JANG Quantization Boosts MLX Performance on Large Models

Performance Gap Between MLX and GGUF Quantizations

The source discusses a significant performance issue with standard MLX quantization methods for large language models. On the MMLU benchmark (200 questions), MiniMax-M2.5 quantized to 4-bit for MLX scored only 26.5% (53/200), while the same model quantized with JANG_2S method scored 74% (148/200). The JANG method outperformed all MLX quantization levels (2-bit, 3-bit, and 4-bit), which all scored near random chance at approximately 25%.

Specific Benchmark Results

Detailed MMLU subject breakdown shows JANG_2L consistently outperforming MLX quantizations:

Abstract Algebra: JANG_2L 10/20 vs MLX 4-bit 3/20
Astronomy: JANG_2L 20/20 vs MLX 4-bit 7/20
College CS: JANG_2L 13/20 vs MLX 4-bit 4/20
HS Biology: JANG_2L 18/20 vs MLX 4-bit 4/20

The root cause identified for poor MLX performance is that "MLX generates meta-commentary instead of direct answers on this model."
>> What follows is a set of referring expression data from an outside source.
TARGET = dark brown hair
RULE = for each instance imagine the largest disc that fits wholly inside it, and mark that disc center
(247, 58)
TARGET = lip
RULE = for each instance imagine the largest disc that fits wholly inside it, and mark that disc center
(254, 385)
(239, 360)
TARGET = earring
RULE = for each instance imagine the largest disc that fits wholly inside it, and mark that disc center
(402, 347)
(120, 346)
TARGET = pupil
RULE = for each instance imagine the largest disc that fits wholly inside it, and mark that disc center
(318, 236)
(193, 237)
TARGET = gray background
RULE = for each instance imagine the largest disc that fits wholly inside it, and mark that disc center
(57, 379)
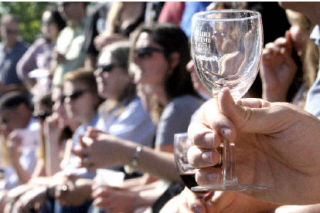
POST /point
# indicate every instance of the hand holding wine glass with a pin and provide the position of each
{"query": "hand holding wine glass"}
(185, 169)
(226, 48)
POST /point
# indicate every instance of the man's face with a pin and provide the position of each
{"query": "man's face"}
(10, 32)
(10, 120)
(71, 11)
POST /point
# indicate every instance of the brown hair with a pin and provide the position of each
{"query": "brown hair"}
(173, 40)
(84, 76)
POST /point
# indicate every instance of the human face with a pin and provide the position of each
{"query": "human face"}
(72, 11)
(309, 9)
(49, 29)
(153, 67)
(111, 79)
(10, 33)
(79, 102)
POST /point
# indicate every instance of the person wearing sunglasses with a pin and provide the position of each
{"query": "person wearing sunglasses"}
(19, 140)
(122, 114)
(160, 54)
(81, 101)
(39, 54)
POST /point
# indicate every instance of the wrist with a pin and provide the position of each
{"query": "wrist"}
(274, 95)
(134, 160)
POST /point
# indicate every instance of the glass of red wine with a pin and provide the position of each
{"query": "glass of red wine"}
(185, 169)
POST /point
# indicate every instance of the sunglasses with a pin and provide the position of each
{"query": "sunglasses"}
(4, 120)
(41, 116)
(75, 95)
(12, 31)
(47, 22)
(146, 52)
(107, 68)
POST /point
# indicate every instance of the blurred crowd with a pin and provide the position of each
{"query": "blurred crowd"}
(89, 110)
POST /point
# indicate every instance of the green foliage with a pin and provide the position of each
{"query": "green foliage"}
(29, 15)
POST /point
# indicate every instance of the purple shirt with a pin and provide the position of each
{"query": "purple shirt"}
(8, 63)
(38, 56)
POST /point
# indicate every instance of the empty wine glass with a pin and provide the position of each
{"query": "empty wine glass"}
(226, 47)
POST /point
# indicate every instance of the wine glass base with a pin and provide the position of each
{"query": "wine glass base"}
(227, 187)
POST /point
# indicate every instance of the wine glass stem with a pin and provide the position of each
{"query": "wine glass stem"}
(228, 165)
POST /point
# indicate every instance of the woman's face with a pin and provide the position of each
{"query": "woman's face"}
(49, 29)
(79, 101)
(111, 79)
(153, 67)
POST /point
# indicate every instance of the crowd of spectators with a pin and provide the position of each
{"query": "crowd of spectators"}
(89, 110)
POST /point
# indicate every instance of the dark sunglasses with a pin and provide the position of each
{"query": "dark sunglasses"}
(107, 68)
(75, 95)
(47, 22)
(12, 31)
(146, 52)
(42, 116)
(4, 120)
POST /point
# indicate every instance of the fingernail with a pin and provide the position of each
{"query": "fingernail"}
(226, 133)
(197, 209)
(213, 177)
(207, 156)
(209, 138)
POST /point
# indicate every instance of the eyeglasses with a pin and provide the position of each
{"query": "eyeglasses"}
(4, 120)
(12, 31)
(47, 22)
(146, 52)
(75, 95)
(42, 116)
(107, 68)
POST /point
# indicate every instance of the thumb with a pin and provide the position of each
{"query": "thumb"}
(248, 115)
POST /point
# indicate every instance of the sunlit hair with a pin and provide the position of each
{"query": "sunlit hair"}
(86, 77)
(83, 76)
(119, 51)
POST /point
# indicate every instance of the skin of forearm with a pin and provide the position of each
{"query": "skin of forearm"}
(149, 196)
(23, 175)
(165, 169)
(298, 209)
(52, 161)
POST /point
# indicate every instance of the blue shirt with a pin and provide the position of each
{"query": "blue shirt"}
(313, 97)
(8, 63)
(190, 9)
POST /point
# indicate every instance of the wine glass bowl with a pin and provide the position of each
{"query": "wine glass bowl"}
(226, 47)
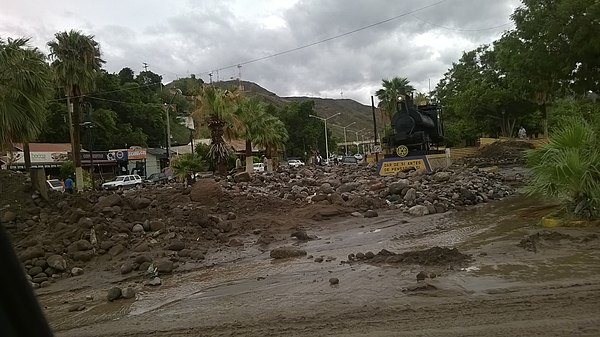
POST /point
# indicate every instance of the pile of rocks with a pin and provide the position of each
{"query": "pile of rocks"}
(358, 187)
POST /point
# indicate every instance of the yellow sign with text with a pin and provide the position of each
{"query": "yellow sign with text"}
(391, 166)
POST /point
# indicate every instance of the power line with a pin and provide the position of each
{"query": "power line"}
(325, 40)
(107, 92)
(459, 29)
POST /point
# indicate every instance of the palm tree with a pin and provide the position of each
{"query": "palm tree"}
(76, 64)
(25, 85)
(421, 98)
(272, 136)
(186, 165)
(388, 95)
(568, 168)
(218, 107)
(251, 113)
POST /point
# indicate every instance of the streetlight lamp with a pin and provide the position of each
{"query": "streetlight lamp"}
(325, 123)
(87, 106)
(345, 140)
(357, 143)
(168, 142)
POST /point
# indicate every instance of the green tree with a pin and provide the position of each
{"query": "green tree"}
(272, 135)
(25, 85)
(76, 64)
(126, 75)
(251, 115)
(388, 95)
(217, 107)
(568, 168)
(186, 165)
(304, 132)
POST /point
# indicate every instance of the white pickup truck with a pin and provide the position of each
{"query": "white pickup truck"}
(123, 182)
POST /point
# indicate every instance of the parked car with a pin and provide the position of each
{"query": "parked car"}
(259, 167)
(295, 163)
(349, 160)
(157, 178)
(55, 185)
(123, 182)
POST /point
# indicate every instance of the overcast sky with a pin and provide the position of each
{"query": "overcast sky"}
(182, 37)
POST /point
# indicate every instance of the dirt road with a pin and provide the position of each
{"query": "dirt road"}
(505, 290)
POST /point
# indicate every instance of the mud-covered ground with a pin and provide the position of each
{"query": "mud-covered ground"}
(494, 284)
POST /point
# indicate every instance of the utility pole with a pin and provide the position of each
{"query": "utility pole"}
(325, 123)
(240, 77)
(345, 139)
(168, 141)
(374, 129)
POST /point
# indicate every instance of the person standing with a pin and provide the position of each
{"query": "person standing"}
(522, 133)
(69, 185)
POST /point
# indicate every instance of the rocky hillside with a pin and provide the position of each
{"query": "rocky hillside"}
(350, 110)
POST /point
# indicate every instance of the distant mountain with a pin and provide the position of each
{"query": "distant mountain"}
(350, 110)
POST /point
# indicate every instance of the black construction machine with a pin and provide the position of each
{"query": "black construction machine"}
(417, 130)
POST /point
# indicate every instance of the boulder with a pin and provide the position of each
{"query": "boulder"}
(466, 194)
(128, 292)
(142, 258)
(418, 210)
(287, 252)
(113, 294)
(109, 200)
(441, 176)
(85, 222)
(206, 191)
(236, 243)
(126, 268)
(242, 177)
(33, 271)
(348, 187)
(370, 214)
(164, 266)
(318, 198)
(176, 245)
(31, 252)
(156, 225)
(57, 263)
(138, 228)
(326, 188)
(398, 186)
(76, 271)
(80, 245)
(411, 195)
(8, 216)
(336, 199)
(154, 282)
(84, 256)
(140, 203)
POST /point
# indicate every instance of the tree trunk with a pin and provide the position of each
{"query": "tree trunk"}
(76, 141)
(216, 137)
(249, 161)
(27, 156)
(545, 119)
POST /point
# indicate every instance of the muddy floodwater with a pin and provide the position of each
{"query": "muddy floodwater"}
(521, 280)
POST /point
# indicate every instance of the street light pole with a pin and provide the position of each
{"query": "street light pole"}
(325, 123)
(168, 142)
(345, 139)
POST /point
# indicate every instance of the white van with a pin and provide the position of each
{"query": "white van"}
(259, 167)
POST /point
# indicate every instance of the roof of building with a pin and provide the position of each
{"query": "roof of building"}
(45, 147)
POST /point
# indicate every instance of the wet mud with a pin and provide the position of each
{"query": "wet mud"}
(469, 273)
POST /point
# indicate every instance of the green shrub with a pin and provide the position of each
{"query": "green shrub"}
(568, 168)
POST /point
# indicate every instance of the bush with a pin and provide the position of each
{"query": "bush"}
(568, 168)
(185, 165)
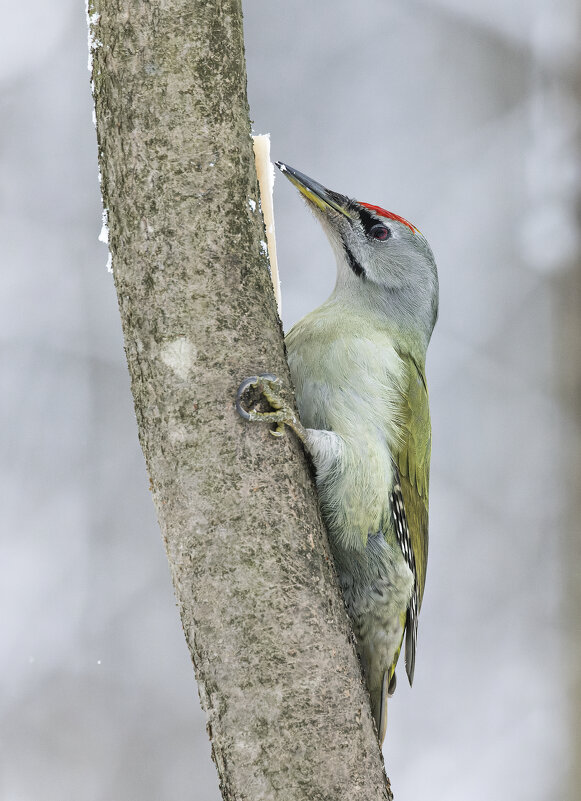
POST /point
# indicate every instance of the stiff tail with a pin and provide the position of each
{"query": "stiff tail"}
(379, 706)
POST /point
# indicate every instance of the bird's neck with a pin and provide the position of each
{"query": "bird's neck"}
(389, 312)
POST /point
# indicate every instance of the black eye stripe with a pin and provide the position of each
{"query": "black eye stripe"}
(380, 232)
(354, 264)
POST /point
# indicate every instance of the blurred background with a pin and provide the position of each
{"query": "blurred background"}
(464, 117)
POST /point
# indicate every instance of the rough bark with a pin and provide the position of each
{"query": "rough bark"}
(277, 673)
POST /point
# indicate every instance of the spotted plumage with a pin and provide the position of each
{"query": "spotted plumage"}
(357, 364)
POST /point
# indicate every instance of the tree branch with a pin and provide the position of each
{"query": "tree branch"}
(287, 714)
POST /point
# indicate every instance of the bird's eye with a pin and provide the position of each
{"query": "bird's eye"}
(379, 232)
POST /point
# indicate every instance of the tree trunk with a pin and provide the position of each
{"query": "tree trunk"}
(278, 677)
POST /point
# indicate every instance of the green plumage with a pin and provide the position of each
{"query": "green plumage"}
(413, 461)
(357, 364)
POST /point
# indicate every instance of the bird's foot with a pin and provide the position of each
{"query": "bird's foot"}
(269, 388)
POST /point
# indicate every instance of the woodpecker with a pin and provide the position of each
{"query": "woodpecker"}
(358, 367)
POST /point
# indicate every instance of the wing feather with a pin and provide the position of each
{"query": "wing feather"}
(413, 463)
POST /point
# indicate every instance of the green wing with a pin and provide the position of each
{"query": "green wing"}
(413, 461)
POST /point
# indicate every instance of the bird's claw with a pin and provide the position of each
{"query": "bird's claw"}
(270, 388)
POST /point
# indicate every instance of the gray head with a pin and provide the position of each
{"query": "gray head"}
(383, 261)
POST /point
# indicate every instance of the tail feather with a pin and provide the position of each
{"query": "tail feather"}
(379, 706)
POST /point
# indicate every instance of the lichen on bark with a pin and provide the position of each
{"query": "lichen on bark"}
(288, 716)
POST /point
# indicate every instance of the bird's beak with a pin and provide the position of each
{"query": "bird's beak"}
(316, 193)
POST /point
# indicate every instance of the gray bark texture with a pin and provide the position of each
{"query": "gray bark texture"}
(278, 677)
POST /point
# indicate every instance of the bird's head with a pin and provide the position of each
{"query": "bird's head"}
(382, 260)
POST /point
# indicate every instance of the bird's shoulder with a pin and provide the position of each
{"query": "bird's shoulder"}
(412, 458)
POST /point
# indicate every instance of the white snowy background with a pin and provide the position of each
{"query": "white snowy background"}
(462, 116)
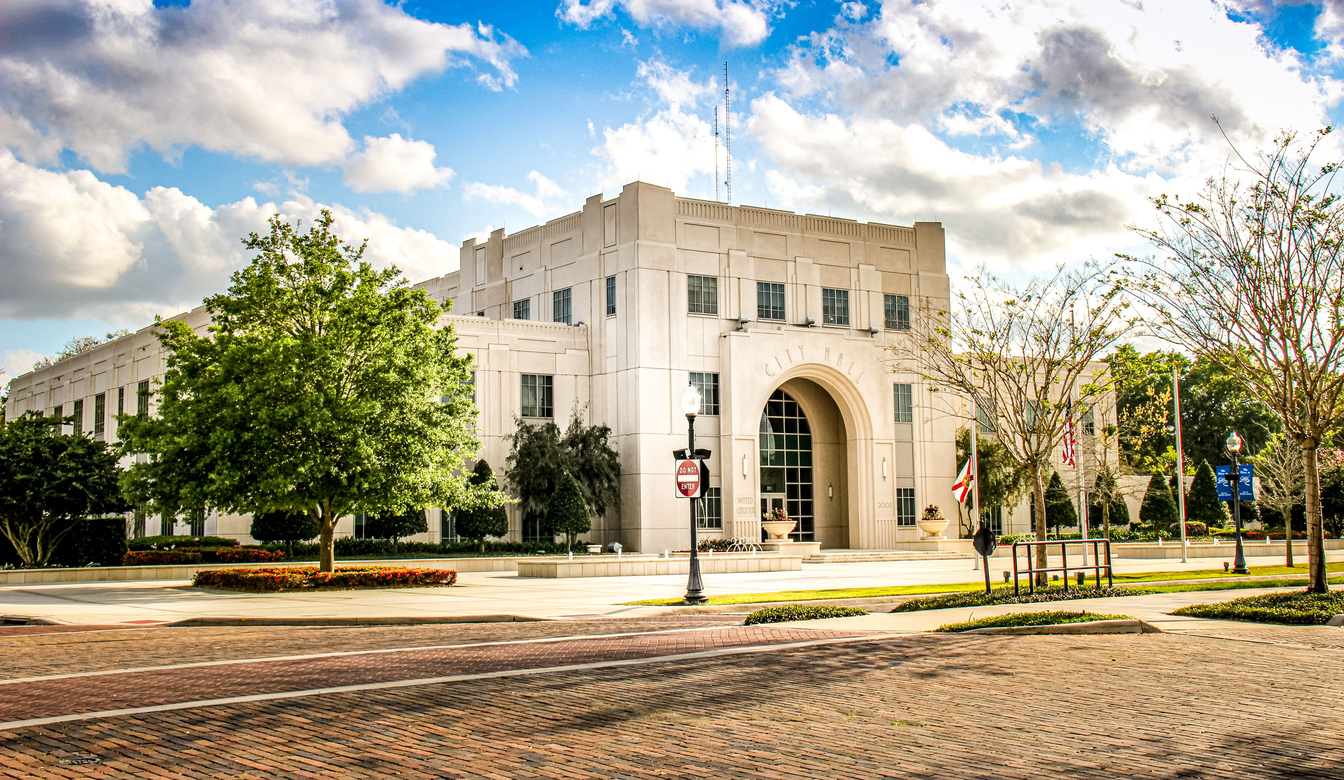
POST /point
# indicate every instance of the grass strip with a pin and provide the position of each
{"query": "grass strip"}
(816, 595)
(1030, 619)
(1282, 608)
Model Size and Performance Comparisons

For Qwen 3.5 122B model:

JANG_4K: 86% MMLU score, 69 GB size
MLX 4-bit: 85% MMLU score, 64 GB size
JANG_2S: 79% MMLU score, 38 GB size
MLX 2-bit: 56.5% MMLU score, 36 GB size

The author notes that "People trade the M chip speed for coherency, with no GGUF equivalent on MLX" and that "Qwen 3.5 on Macs when using GGUF is also 1/3rd slower than MLX."

MiniMax-M2.5 Code Generation Issue

From referenced benchmarks: "MiniMax-M2.5 can't code — 10% on HumanEval+ despite 87% tool calling and 80% reasoning. Something is off with its code generation format. Great for reasoning though."